Jules Gérard n'a jamais perdu le souvenir de ce touchant accueil du fils de Louis-Philippe. Au nombre des services rendus par le jeune sous-officier de spahis, il faut signaler celui d'avoir mis un terme à l'incertitude où la science flottait encore, au sujet du véritable caractère du lion. Le chiffre des monstres africains tués par Jules Gérard s'élève en 1857, à vingt-six ! Par la suite, il fut nommé sous-lieutenant du 3ème spahis en récompense de son comportement lors du siège de Zaatcha, puis devint lieutenant et enfin capitaine.
Gérard mourut en Afrique lors d'une nouvelle expédition au cours de l'année 1864. Il se noya en territoire de Sierra-Leone, en traversant le Jong, grossi par les pluies. Il n'était âgé que de 47 ans.
Source : La chasse au lion par Jules Gérard - Le tueur de lion - Portrait et biographie de l'auteur par Eugène de Mirecourt.

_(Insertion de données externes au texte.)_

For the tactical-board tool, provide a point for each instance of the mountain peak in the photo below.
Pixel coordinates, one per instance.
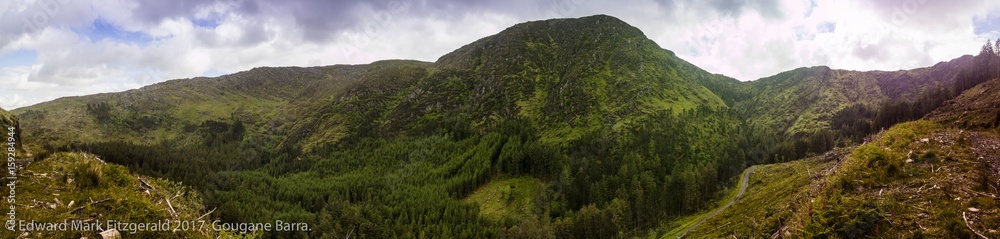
(572, 33)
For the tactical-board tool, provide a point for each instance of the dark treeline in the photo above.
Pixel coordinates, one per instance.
(985, 66)
(602, 184)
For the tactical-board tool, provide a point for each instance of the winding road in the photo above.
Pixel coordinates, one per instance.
(744, 182)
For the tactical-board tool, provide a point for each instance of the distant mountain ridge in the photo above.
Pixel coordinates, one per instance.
(803, 100)
(611, 133)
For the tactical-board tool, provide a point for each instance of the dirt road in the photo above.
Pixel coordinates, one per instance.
(744, 183)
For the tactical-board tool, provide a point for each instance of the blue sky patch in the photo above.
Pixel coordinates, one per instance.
(987, 25)
(103, 30)
(206, 23)
(19, 58)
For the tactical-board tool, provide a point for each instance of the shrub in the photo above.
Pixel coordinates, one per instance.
(88, 175)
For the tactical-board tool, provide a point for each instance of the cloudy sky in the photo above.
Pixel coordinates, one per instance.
(56, 48)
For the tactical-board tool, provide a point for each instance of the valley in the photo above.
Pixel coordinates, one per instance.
(560, 128)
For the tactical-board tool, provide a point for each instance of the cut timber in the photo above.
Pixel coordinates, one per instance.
(970, 227)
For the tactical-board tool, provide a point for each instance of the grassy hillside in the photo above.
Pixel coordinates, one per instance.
(81, 187)
(918, 179)
(8, 121)
(804, 100)
(974, 108)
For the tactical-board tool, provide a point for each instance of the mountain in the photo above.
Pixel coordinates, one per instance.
(804, 100)
(587, 117)
(562, 128)
(974, 108)
(8, 121)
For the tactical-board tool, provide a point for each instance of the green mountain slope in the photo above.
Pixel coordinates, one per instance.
(936, 177)
(804, 100)
(614, 133)
(974, 108)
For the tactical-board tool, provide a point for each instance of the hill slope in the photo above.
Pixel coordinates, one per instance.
(608, 124)
(974, 108)
(804, 100)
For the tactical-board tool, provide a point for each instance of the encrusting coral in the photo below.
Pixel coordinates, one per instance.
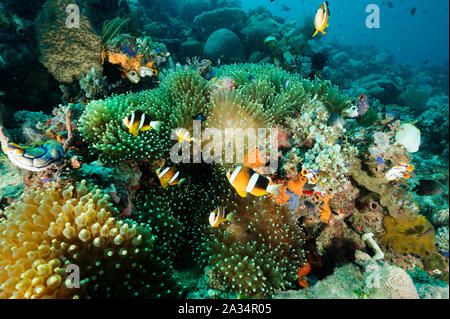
(67, 52)
(50, 229)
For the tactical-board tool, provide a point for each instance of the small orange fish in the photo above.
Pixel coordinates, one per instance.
(245, 180)
(321, 18)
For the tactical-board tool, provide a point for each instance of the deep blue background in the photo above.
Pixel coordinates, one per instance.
(411, 39)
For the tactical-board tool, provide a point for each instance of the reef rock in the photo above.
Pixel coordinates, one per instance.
(191, 47)
(67, 52)
(223, 44)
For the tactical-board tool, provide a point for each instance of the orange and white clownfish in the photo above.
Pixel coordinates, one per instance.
(310, 175)
(139, 121)
(217, 216)
(399, 171)
(184, 135)
(245, 180)
(321, 18)
(168, 176)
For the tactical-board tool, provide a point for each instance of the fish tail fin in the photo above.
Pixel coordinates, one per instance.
(156, 125)
(242, 193)
(273, 189)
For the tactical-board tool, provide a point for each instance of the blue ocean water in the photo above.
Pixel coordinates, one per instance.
(108, 186)
(411, 39)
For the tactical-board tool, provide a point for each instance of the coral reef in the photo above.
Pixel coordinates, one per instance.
(59, 227)
(128, 130)
(411, 234)
(67, 52)
(257, 253)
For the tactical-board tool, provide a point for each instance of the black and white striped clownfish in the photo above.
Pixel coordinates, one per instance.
(139, 121)
(321, 18)
(168, 176)
(245, 180)
(217, 216)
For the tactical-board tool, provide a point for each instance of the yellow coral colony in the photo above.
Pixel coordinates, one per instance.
(51, 228)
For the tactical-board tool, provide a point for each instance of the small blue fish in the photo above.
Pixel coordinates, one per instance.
(126, 49)
(309, 205)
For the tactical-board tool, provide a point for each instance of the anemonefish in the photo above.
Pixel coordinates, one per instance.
(168, 176)
(139, 121)
(310, 175)
(399, 171)
(217, 216)
(302, 272)
(321, 18)
(184, 135)
(245, 180)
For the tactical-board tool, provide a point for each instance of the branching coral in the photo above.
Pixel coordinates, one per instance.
(54, 227)
(258, 252)
(67, 52)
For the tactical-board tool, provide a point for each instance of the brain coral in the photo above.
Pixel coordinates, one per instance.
(67, 52)
(258, 252)
(48, 229)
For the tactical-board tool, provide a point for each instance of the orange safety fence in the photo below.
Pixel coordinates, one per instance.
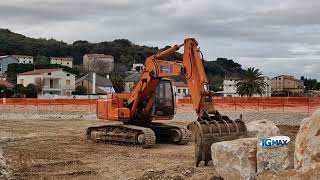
(48, 104)
(263, 104)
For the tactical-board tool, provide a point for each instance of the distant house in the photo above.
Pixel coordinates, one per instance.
(24, 59)
(230, 87)
(103, 85)
(64, 61)
(287, 83)
(180, 89)
(5, 61)
(6, 84)
(99, 63)
(130, 81)
(52, 81)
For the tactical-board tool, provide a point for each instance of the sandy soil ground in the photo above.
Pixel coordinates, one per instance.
(57, 149)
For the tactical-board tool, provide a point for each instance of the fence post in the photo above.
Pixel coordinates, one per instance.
(282, 104)
(308, 105)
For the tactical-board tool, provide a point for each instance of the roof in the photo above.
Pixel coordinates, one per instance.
(179, 84)
(232, 78)
(288, 77)
(39, 71)
(22, 56)
(63, 58)
(98, 56)
(6, 84)
(100, 80)
(132, 78)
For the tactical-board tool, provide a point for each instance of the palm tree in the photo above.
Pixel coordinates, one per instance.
(251, 83)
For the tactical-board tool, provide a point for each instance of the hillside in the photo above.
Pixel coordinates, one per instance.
(125, 53)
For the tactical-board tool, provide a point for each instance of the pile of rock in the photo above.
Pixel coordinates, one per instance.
(246, 159)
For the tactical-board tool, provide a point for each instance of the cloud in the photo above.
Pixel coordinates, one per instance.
(280, 37)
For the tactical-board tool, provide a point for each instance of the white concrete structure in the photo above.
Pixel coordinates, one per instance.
(5, 61)
(180, 89)
(24, 59)
(64, 61)
(52, 81)
(99, 63)
(230, 88)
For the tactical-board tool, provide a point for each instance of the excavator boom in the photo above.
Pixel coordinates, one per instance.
(138, 107)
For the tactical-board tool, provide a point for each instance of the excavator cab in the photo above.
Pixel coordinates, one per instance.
(164, 103)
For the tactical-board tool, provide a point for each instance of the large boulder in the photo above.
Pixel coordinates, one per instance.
(307, 145)
(274, 159)
(262, 128)
(235, 159)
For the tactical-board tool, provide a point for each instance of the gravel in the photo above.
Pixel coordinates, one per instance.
(292, 119)
(17, 114)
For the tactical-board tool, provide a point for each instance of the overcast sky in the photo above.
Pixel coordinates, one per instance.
(278, 37)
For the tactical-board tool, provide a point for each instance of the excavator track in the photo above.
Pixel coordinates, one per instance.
(169, 133)
(122, 134)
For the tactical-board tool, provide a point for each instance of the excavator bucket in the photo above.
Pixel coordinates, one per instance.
(213, 129)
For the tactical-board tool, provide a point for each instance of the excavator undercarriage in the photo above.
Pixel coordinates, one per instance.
(132, 135)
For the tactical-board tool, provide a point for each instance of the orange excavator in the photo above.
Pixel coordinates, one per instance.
(152, 99)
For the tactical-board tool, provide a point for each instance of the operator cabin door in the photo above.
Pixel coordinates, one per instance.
(164, 102)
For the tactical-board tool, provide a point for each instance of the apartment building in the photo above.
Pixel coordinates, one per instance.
(52, 81)
(287, 83)
(24, 59)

Mort de Jules Gérard.
Nota de Nadine : Pour la petite histoire, Jules Gérard a inspiré à Alphonse Daudet le personnage de Tartarin de Tarascon.
Complément
Le père de Jules Gérard était Chevalier de l'Eperon d'Or, en voici l'explication : cet ordre a été créé dans les Etats romains, en mars 1559, par le pape Pie IV, sous le nom d'ordre de la Milice Dorée, dans le but de récompenser les personnes qui se distinguaient dans les sciences, les arts et les armes. Les membres portaient le titre de Chevaliers-Pie, du nom du fondateur de l'ordre. Plus tard, il prit la dénomination de l'Eperon d'Or, et se conserva pendant des siècles avec la pureté de son institution primitive. Il fut successivement confirmé par les papes qui suivirent Pie IV, et notamment par Grégoire XIII, en 1572 ; Sixte V, en 1585 ; Benoît XIV, en 1740. Mais le temps l'altéra, et, plusieurs familles princières de Rome, des dignitaires de l'Etat, nonces, légats, s'étant arrogés le privilège d'en conférer les insignes, il fut accordé sans réserve ni ménagement et perdit la considération dont il avait si longtemps été entouré, ce qui engagea le pape Grégoire XVI à le remplacer, le 31 octobre 1841, par l'ordre de Saint-Sylvestre, ou de l'Eperon d'Or réformé.
Source : Dictionnaire des Ordres de Chevalerie.